Tuesday, April 07, 2015
Fibromyalgia - how it almost destroyed everything in my life
Things got to a point where I had to do something about my constant lethargy, and the frequent aches and pains I got after long work days. It started to affect my sleep, my productivity, and my mood crashed with every energy low.
It got so bad one particular night, the aches and pains, that I couldn't sleep. I went to the A&E and got painkillers for a pain score of 6/10, Thereafter, my productivity came back. But after awhile, the painkillers didn't make my pain go away, merely lessening it. The pain level was getting worse.

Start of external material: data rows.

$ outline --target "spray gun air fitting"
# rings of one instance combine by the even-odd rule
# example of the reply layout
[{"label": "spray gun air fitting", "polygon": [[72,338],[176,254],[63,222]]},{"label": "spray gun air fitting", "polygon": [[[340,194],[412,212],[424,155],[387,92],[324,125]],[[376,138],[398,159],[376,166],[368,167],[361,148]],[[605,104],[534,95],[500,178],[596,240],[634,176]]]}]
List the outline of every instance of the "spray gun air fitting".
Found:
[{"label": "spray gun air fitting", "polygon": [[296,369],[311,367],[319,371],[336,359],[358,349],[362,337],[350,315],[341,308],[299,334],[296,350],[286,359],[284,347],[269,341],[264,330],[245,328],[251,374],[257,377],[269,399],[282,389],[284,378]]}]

So I went to the neuro, and it turns out I now have fibromyalgia. I started on a chronic pain management antidepressant, which solves the neuro-chemical aspect of my body's pain receptors. It helped a bit, but did not make the pains go away. I was then put on another chronic pain medication. Things got only minimally better. It seemed I was right smack in the middle of a fibromyalgia flare
During this time, I tried to rest as much as possible, wanting to reverse the damage that I had done by overworking myself. My work suffered as a result. My volunteers had to do everything in my stead, and for those that needed my input, I was slow, delayed things, or never did them.
Finally, yesterday, I got referred to see a pain management specialist. I got an IV painkiller jab, and things became so much better today. But not before scaring everyone in my committee that I was so sick I might be warded and everyone had to do my work on my behalf, which was a near impossible feat.
I have worked myself in to a job which depends on me too much, even with maximum level of delegation possible at any one time.
Because of this disease, I am now even more of a burden to J. He has been there for me from the start since we got together, and even for the most patient of men, I had worn him out to bits with the addition of another chronic condition than depression and anxiety. The timing I came down with a fibromyalgia flare up was all wrong too; J's mom had just lost a battle to cancer.
To ease his compassion fatigue, I have to learn to manage my sicknesses on my own, without involving him. I have to try and act normal. I have to lessen his work burden in our cat rescue group too. Which means my own work burden grows bigger, but it is either that or my marriage gets further affected. All I want is for him to be happy, I view his unhappiness as my fault.
It is a critical time in my work because we have just moved to a bigger, more expensive place. I have to up the ante, and do more - take care of more cats, recruit and manage more volunteers, raise more funds. Now is not the time I should fall gravely ill, but I did. Up until yesterday, I had very little physical strength to go on, but I hope the effects of yesterday's jab made a difference. J has booked for me an appointment with a government hospital pain specialist too, so I know if things get worse again, I can turn to that. And I have to really manage the level of my physical exertion. I have to be less workaholic, rest even more.